The Trainer TFX pipeline component trains a TensorFlow model.

Trainer consumes:

  • Training tf.Examples transformed by a Transform pipeline component.
  • Eval tf.Examples transformed by a Transform pipeline component.
  • A data schema create by a SchemaGen pipeline component and optionally altered by the developer.

Trainer emits: A SavedModel and an EvalSavedModel

Trainer and TensorFlow

Trainer makes extensive use of the Python TensorFlow API for training models.

Configuring a Trainer Component

A Trainer pipeline component is typically very easy to develop and requires little customization, since all of the work is done by the Trainer TFX component. Your TensorFlow modeling code however may be arbitrarily complex.

Typical code looks like this:

from tfx import components

...

trainer = components.Trainer(
      module_file=taxi_pipeline_utils,
      train_files=transform_training.outputs.output,
      eval_files=transform_eval.outputs.output,
      schema=infer_schema.outputs.output,
      tf_transform_dir=transform_training.outputs.output,
      train_steps=10000,
      eval_steps=5000,
      warm_starting=True
      )

Trainer invokes a training module, which is specified in the module_file parameter. A typical training module looks like this:

# TFX will call this function
def trainer_fn(hparams, schema):
  """Build the estimator using the high level API.

  Args:
    hparams: Holds hyperparameters used to train the model as name/value pairs.
    schema: Holds the schema of the training examples.

  Returns:
    The estimator that will be used for training and eval
  """
  # Number of nodes in the first layer of the DNN
  first_dnn_layer_size = 100
  num_dnn_layers = 4
  dnn_decay_factor = 0.7

  train_batch_size = 40
  eval_batch_size = 40

  train_input_fn = lambda: _input_fn(  # pylint: disable=g-long-lambda
      hparams.train_files,
      hparams.tf_transform_dir,
      batch_size=train_batch_size)

  eval_input_fn = lambda: _input_fn(  # pylint: disable=g-long-lambda
      hparams.eval_files,
      hparams.tf_transform_dir,
      batch_size=eval_batch_size)

  train_spec = tf.estimator.TrainSpec(  # pylint: disable=g-long-lambda
      train_input_fn,
      max_steps=hparams.train_steps)

  serving_receiver_fn = lambda: _example_serving_receiver_fn(  # pylint: disable=g-long-lambda
      hparams.tf_transform_dir, schema)

  exporter = tf.estimator.FinalExporter('chicago-taxi', serving_receiver_fn)
  eval_spec = tf.estimator.EvalSpec(
      eval_input_fn,
      steps=hparams.eval_steps,
      exporters=[exporter],
      name='chicago-taxi-eval')

  run_config = tf.estimator.RunConfig(
      save_checkpoints_steps=999, keep_checkpoint_max=1)
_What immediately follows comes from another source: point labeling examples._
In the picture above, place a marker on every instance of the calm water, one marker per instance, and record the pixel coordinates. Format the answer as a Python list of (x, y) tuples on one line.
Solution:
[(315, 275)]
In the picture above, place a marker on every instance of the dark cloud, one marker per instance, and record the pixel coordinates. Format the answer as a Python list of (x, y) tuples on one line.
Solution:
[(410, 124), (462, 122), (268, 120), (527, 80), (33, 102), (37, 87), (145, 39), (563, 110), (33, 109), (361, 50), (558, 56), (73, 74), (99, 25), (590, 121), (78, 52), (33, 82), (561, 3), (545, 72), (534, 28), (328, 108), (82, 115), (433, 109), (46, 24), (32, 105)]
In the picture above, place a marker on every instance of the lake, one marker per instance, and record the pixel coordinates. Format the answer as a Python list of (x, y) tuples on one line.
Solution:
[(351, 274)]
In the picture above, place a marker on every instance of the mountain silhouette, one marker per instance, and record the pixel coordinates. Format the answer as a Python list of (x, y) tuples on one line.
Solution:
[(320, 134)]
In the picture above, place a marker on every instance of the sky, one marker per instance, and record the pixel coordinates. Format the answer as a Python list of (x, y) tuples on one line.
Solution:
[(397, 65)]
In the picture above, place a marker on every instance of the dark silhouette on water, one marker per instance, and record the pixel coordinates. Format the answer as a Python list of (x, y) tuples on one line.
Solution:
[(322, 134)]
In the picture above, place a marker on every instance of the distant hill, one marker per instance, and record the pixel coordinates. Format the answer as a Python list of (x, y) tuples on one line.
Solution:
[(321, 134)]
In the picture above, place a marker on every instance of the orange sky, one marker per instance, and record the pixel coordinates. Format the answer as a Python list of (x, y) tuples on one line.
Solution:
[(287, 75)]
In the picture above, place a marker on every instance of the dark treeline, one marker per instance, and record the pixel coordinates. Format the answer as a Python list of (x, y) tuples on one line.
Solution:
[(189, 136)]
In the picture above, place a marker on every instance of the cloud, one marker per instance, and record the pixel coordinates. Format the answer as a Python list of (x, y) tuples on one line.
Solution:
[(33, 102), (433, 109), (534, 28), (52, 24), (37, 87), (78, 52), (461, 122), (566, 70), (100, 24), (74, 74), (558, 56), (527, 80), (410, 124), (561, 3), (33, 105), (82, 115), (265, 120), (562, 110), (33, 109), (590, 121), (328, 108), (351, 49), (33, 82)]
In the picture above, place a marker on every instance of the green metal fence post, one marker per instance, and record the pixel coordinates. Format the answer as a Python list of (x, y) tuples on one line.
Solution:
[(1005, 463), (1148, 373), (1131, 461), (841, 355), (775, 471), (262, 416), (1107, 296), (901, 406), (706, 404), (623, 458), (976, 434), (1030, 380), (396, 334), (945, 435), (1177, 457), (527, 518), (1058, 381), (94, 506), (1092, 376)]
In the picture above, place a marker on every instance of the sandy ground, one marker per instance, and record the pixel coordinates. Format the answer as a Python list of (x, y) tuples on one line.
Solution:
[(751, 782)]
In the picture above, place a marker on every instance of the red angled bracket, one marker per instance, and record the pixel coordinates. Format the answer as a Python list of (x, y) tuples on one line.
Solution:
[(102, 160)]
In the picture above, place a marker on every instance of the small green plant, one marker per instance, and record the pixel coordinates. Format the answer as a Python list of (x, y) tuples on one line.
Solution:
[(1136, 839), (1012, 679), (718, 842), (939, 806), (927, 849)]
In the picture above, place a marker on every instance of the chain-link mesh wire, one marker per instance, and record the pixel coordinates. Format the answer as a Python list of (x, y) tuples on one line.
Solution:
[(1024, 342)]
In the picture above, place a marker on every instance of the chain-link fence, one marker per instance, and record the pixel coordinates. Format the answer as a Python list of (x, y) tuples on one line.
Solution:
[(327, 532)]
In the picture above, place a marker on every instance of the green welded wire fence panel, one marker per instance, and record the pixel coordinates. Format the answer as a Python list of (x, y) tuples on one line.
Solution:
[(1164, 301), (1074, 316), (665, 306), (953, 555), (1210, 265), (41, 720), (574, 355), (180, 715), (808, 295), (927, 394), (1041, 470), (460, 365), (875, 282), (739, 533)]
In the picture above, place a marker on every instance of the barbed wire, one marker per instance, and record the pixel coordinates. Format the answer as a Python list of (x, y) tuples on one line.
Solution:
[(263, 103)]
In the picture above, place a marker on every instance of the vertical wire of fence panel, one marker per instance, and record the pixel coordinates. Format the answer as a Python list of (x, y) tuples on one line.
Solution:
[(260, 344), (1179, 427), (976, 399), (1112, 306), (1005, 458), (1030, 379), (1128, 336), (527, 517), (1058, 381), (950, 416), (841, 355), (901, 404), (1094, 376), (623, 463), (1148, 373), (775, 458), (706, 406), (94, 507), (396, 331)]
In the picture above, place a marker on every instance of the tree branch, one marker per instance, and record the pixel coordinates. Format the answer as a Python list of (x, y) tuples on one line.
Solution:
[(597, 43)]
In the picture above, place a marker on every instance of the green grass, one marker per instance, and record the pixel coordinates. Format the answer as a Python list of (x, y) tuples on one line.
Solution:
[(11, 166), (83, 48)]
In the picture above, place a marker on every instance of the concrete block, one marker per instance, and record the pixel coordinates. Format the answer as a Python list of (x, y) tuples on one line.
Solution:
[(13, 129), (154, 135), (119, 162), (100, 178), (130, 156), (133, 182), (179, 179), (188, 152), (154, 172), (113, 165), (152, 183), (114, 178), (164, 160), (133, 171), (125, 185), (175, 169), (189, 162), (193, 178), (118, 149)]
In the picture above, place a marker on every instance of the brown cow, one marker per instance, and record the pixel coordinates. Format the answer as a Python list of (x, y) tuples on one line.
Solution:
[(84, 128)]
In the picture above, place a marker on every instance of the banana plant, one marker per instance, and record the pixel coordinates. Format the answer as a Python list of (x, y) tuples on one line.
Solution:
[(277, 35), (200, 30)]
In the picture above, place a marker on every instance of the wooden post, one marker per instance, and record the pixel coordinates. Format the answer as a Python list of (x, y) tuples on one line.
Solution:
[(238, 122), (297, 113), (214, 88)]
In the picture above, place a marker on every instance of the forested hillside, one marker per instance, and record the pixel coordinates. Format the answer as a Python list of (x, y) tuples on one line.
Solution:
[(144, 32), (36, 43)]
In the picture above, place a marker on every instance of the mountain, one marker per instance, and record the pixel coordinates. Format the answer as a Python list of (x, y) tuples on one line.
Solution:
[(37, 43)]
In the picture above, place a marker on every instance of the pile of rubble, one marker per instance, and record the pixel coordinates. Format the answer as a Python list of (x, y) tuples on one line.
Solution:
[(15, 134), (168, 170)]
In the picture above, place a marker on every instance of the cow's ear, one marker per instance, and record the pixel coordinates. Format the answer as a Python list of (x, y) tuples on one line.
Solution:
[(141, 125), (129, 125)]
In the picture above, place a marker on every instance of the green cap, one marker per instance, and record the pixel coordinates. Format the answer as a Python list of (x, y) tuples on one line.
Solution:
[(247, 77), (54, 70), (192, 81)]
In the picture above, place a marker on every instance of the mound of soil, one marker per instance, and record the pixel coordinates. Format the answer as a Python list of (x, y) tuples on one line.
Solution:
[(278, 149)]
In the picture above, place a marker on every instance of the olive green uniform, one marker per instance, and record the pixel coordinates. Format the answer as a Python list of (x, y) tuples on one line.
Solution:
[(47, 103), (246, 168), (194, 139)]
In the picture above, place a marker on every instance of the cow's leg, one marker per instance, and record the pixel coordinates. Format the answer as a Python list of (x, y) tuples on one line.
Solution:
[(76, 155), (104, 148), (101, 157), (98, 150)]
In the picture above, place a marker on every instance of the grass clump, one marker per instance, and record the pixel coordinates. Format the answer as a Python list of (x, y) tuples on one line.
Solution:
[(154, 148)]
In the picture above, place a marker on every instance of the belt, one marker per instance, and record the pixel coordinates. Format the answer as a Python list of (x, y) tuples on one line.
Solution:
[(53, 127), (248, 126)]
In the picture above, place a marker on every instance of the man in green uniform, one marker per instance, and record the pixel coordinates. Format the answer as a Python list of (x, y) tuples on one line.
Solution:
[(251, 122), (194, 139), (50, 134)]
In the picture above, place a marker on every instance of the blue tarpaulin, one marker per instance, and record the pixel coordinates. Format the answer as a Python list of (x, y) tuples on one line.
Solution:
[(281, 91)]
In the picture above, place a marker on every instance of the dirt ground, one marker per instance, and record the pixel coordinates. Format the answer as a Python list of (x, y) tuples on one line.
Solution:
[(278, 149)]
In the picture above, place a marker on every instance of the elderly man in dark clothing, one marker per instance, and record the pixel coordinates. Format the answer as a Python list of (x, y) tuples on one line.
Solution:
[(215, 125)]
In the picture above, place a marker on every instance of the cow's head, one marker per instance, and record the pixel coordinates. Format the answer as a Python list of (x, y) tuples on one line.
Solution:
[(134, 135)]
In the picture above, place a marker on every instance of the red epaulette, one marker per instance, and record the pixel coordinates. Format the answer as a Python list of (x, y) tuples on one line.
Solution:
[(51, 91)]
  run_config = run_config.replace(model_dir=hparams.serving_model_dir)

  estimator = _build_estimator(
      tf_transform_dir=hparams.tf_transform_dir,

      # Construct layers sizes with exponetial decay
      hidden_units=[
          max(2, int(first_dnn_layer_size * dnn_decay_factor**i))
          for i in range(num_dnn_layers)
      ],
      config=run_config,
      warm_start_from=hparams.warm_start_from)

  # Input receiver for TFMA
  receiver_fn = lambda: _eval_input_receiver_fn(  # pylint: disable=g-long-lambda
      hparams.tf_transform_dir, schema)

  return TrainingSpec(estimator, train_spec, eval_spec, receiver_fn)


def _build_estimator(tf_transform_dir,
                     config,
                     hidden_units=None,
                     warm_start_from=None):
  """Build an estimator for predicting the tipping behavior of taxi riders.

  Args:
    tf_transform_dir: directory in which the tf-transform model was written
      during the preprocessing step.
    config: tf.contrib.learn.RunConfig defining the runtime environment for the
      estimator (including model_dir).
    hidden_units: [int], the layer sizes of the DNN (input layer first)
    warm_start_from: Optional directory to warm start from.

  Returns:
    Resulting DNNLinearCombinedClassifier.
  """
  metadata_dir = os.path.join(tf_transform_dir,
                              transform_fn_io.TRANSFORMED_METADATA_DIR)
  transformed_metadata = metadata_io.read_metadata(metadata_dir)
  transformed_feature_spec = transformed_metadata.schema.as_feature_spec()

  transformed_feature_spec.pop(_transformed_name(_LABEL_KEY))

  real_valued_columns = [
      tf.feature_column.numeric_column(key, shape=())
      for key in _transformed_names(_DENSE_FLOAT_FEATURE_KEYS)
  ]
  categorical_columns = [
      tf.feature_column.categorical_column_with_identity(
          key, num_buckets=_VOCAB_SIZE + _OOV_SIZE, default_value=0)
      for key in _transformed_names(_VOCAB_FEATURE_KEYS)
  ]
  categorical_columns += [
      tf.feature_column.categorical_column_with_identity(
          key, num_buckets=_FEATURE_BUCKET_COUNT, default_value=0)
      for key in _transformed_names(_BUCKET_FEATURE_KEYS)
  ]
  categorical_columns += [
      tf.feature_column.categorical_column_with_identity(
          key, num_buckets=num_buckets, default_value=0)
      for key, num_buckets in zip(
          _transformed_names(_CATEGORICAL_FEATURE_KEYS),  #
          _MAX_CATEGORICAL_FEATURE_VALUES)
  ]
  return tf.estimator.DNNLinearCombinedClassifier(
      config=config,
      linear_feature_columns=categorical_columns,
      dnn_feature_columns=real_valued_columns,
      dnn_hidden_units=hidden_units or [100, 70, 50, 25],
      warm_start_from=warm_start_from)